Sunday, April 30, 2006

I just know that nobody speaks in polite company in that way

So Colin Powell suddenly remembers having suggested that more troops were needed to occupy Iraq. On “Face the Nation” (pdf), Condi (in remarkably bad form even for her) claimed she can’t remember what Powell had said, “but I do know that if there were questions about troop levels, they were, of course, raised.” And “The number of troops on the ground was there to execute the plan.” Evidently the plan was that we would defeat the Iraqi military and then immediately start relying on it to run security during our occupation: “Well, I--I--but if you look at what happened in the immediate aftermath of the war, the Iraqi Army in effect kind of disintegrated.” See, the Iraqi Army failed to hold up its part of The Plan.
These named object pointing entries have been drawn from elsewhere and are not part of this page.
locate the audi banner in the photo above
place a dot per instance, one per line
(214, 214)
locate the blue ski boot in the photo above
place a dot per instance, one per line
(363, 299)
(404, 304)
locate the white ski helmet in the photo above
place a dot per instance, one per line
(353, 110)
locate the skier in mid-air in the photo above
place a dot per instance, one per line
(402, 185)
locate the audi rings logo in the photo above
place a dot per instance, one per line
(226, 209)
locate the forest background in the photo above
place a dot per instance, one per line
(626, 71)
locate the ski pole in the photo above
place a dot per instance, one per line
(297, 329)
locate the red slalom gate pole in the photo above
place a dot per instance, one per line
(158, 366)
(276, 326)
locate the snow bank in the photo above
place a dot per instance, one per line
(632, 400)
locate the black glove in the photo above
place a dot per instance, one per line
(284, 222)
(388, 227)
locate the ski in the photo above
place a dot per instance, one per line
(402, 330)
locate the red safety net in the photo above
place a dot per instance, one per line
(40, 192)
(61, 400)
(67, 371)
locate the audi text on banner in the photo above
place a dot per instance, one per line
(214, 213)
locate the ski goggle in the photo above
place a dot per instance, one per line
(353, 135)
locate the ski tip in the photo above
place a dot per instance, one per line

And yes, we were the ones who ordered the Iraqi army disbanded, she admits when Shieffer brings it up, but it had already “melted into nothing”. And unfortunately we weren’t the only ones with a Baldrickian cunning plan: “Secondarily, there was systematic looting that obviously had been planned, really, where it was not really the number of forces on the ground, it was the--the systematic looting that took place.” But, like the Flight 93 movie, it’s just too soon to be talking about this, why there’ll be plenty of time after the heat death of the universe: “As I’ve said many times, Bob, there will be time to go back and look at those days of the war and after the war to examine what went right and what went wrong.”

Addressing the number one topic of the week, she refuses to condemn or to support or indeed to express any coherent opinion on the Spanish version of the National Anthem.

On CNN (she was interviewed everywhere today, as was George Clooney; they must have kept bumping into each other; wonder what they said?), Blitzer asked if Iranian President Ahmadinejad is a psychopath. She refused to offer a diagnosis, but said “I just know that nobody speaks in polite company in that way.” That put him in his place.

Gen. Rick Lynch, Military Moron, disputes the claim that many people have been forced out of their homes in Iraq: “We see reports of tens of thousands of families displaced here in Iraq, and we chase down each and every one of those reports. But we have seen some displacement, pockets of families moving, but not in large numbers.” They chase down each and every one of tens of thousands of reports? Man, are you sure there are enough troops?